Ultrasonic Atomization For Photoresist Coating: A Game-Changing Alternative To Spin & Pneumatic Spraying For Semiconductor Precision Manufacturing
Jul 02, 2026
For decades, semiconductor and microfabrication factories have relied on spin coating and two-fluid pneumatic spraying to deposit photoresist onto wafers, glass substrates, MEMS devices and microfluidic chips. While these traditional processes work for simple flat substrates, they face unresolvable pain points: massive photoresist waste, uneven coverage on 3D high-aspect-ratio structures, edge bead defects, frequent nozzle clogging, and unstable thin-film thickness control. Today, ultrasonic photoresist atomization spraying emerges as an innovative, cost-effective, high-precision coating solution that rewrites the rules of photolithography film deposition, delivering unmatched performance for advanced microelectronics manufacturing.
How Ultrasonic Photoresist Atomization Breaks Traditional Technical Limits?
Unlike pneumatic spraying that relies on high-pressure air to break liquid, or spin coating that distributes resist via centrifugal force, ultrasonic atomization leverages piezoelectric transducers inside titanium alloy ultrasonic nozzles to convert electric energy into stable high-frequency longitudinal vibration ranging from 40kHz to 120kHz. The vibration generates standing waves at the nozzle tip, splitting photoresist liquid into uniformly sized micro-droplets without any high-pressure impact.

No heating or chemical additives are required during atomization, which fully preserves the original chemical properties and photosensitive stability of photoresist, avoiding denaturation or performance degradation of expensive specialty resists such as chemically amplified photoresist. The atomized droplets move toward substrates at extremely low velocity-only 1% of the spray speed of conventional air nozzles-so droplets land softly without splashing, rebound or overspray contamination. This core working principle fundamentally solves the most stubborn defects of traditional photoresist coating processes.
Four Unique Innovative Advantages of Ultrasonic Photoresist Spraying
1. Near-Perfect Uniform Coating, Ideal for 3D Structured Substrates
Spin coating fails severely on wafers with deep trenches, TSV through-silicon vias, MEMS micro-grooves and uneven topography: centrifugal force pulls resist outward, leaving ultra-thin layers at trench bottoms and thick edge beads that ruin lithography resolution.
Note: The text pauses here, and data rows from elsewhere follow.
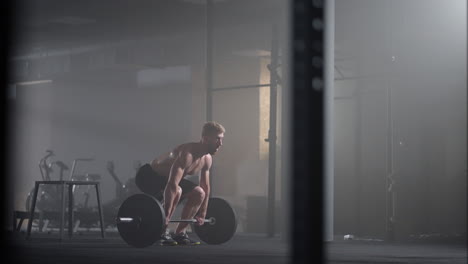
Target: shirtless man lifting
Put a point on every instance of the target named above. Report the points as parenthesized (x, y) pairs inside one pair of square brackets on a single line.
[(166, 173)]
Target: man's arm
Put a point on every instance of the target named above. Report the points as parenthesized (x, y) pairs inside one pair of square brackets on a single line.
[(205, 185)]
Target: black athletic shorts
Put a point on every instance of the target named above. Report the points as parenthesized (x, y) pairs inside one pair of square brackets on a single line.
[(149, 182)]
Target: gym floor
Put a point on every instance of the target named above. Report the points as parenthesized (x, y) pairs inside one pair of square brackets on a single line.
[(241, 249)]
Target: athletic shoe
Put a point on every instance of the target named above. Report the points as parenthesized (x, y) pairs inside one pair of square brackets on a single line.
[(166, 239), (183, 239)]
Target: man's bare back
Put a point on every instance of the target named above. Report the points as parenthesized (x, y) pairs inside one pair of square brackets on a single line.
[(162, 164)]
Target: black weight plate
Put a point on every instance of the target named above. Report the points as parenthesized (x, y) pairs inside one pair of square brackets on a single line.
[(225, 226), (147, 230)]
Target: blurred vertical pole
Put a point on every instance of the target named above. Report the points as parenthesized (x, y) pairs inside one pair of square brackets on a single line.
[(308, 127), (209, 60), (329, 65), (272, 133), (209, 68)]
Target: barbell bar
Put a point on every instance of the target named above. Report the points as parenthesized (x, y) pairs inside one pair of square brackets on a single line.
[(141, 216), (210, 220)]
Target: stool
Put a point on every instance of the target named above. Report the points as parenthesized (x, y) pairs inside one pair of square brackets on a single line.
[(22, 215), (70, 185)]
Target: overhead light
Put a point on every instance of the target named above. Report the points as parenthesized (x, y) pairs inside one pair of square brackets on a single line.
[(71, 20), (33, 82), (201, 2), (253, 53)]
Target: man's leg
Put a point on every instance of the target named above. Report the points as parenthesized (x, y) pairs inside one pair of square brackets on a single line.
[(166, 239), (171, 211), (194, 201), (172, 194)]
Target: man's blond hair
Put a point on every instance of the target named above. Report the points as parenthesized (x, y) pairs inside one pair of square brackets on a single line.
[(212, 128)]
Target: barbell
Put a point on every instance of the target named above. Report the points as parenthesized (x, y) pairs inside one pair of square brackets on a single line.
[(140, 221)]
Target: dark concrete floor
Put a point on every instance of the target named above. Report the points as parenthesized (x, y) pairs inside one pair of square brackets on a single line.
[(241, 249)]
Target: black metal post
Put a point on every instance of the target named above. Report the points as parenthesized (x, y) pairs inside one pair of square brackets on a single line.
[(307, 135), (272, 133), (209, 60)]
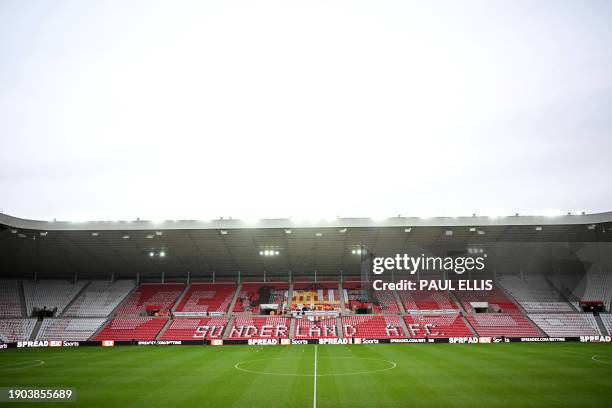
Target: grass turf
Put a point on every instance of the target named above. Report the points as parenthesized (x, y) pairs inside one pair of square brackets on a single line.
[(436, 375)]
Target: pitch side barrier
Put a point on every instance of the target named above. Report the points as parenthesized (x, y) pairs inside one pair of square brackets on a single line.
[(287, 342)]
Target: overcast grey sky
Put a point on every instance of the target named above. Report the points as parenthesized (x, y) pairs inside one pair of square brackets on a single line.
[(195, 110)]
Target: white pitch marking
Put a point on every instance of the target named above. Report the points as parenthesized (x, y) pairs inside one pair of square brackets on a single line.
[(314, 398)]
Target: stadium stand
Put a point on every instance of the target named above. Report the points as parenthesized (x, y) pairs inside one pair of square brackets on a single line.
[(50, 294), (99, 299), (162, 295), (69, 329), (496, 298), (208, 298), (535, 294), (307, 329), (188, 328), (16, 329), (253, 294), (434, 300), (316, 296), (594, 286), (606, 318), (247, 327), (132, 328), (10, 302), (384, 302), (436, 325), (567, 325), (355, 296), (371, 326), (498, 324)]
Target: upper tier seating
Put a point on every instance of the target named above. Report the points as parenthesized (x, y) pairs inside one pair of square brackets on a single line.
[(497, 324), (535, 294), (606, 318), (385, 303), (69, 329), (132, 328), (99, 298), (595, 286), (567, 325), (247, 327), (10, 302), (316, 296), (443, 325), (12, 330), (497, 299), (355, 295), (162, 294), (50, 294), (371, 326), (195, 328), (426, 300), (208, 298), (306, 329), (250, 296)]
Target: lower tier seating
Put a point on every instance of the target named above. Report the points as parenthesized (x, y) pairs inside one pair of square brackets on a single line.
[(132, 328), (497, 324), (496, 298), (371, 326), (567, 325), (306, 329), (68, 329), (249, 327), (187, 328), (432, 326), (427, 300), (16, 329)]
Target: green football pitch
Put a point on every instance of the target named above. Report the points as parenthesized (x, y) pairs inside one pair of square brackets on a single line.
[(434, 375)]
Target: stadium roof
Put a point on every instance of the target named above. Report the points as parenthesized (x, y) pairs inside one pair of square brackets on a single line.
[(229, 246)]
Conventional pressure spraying produces inconsistent droplet sizes, causing stripe patterns and thickness deviation across large substrates.
Ultrasonic atomization generates tightly distributed micro-droplets adjustable from 1μm to 40μm according to nozzle frequency. Tiny droplets can penetrate deep into high-aspect-ratio microstructures under mild shaping airflow, achieving conformal coverage on vertical sidewalls and recessed cavities. The finished photoresist film thickness can be precisely locked between 0.1μm and 40μm with thickness deviation controlled within ±5%, eliminating pinholes, orange peel textures and edge bead issues completely. It works seamlessly on flat silicon wafers, curved glass panels, microfluidic chips and irregular ceramic substrates alike.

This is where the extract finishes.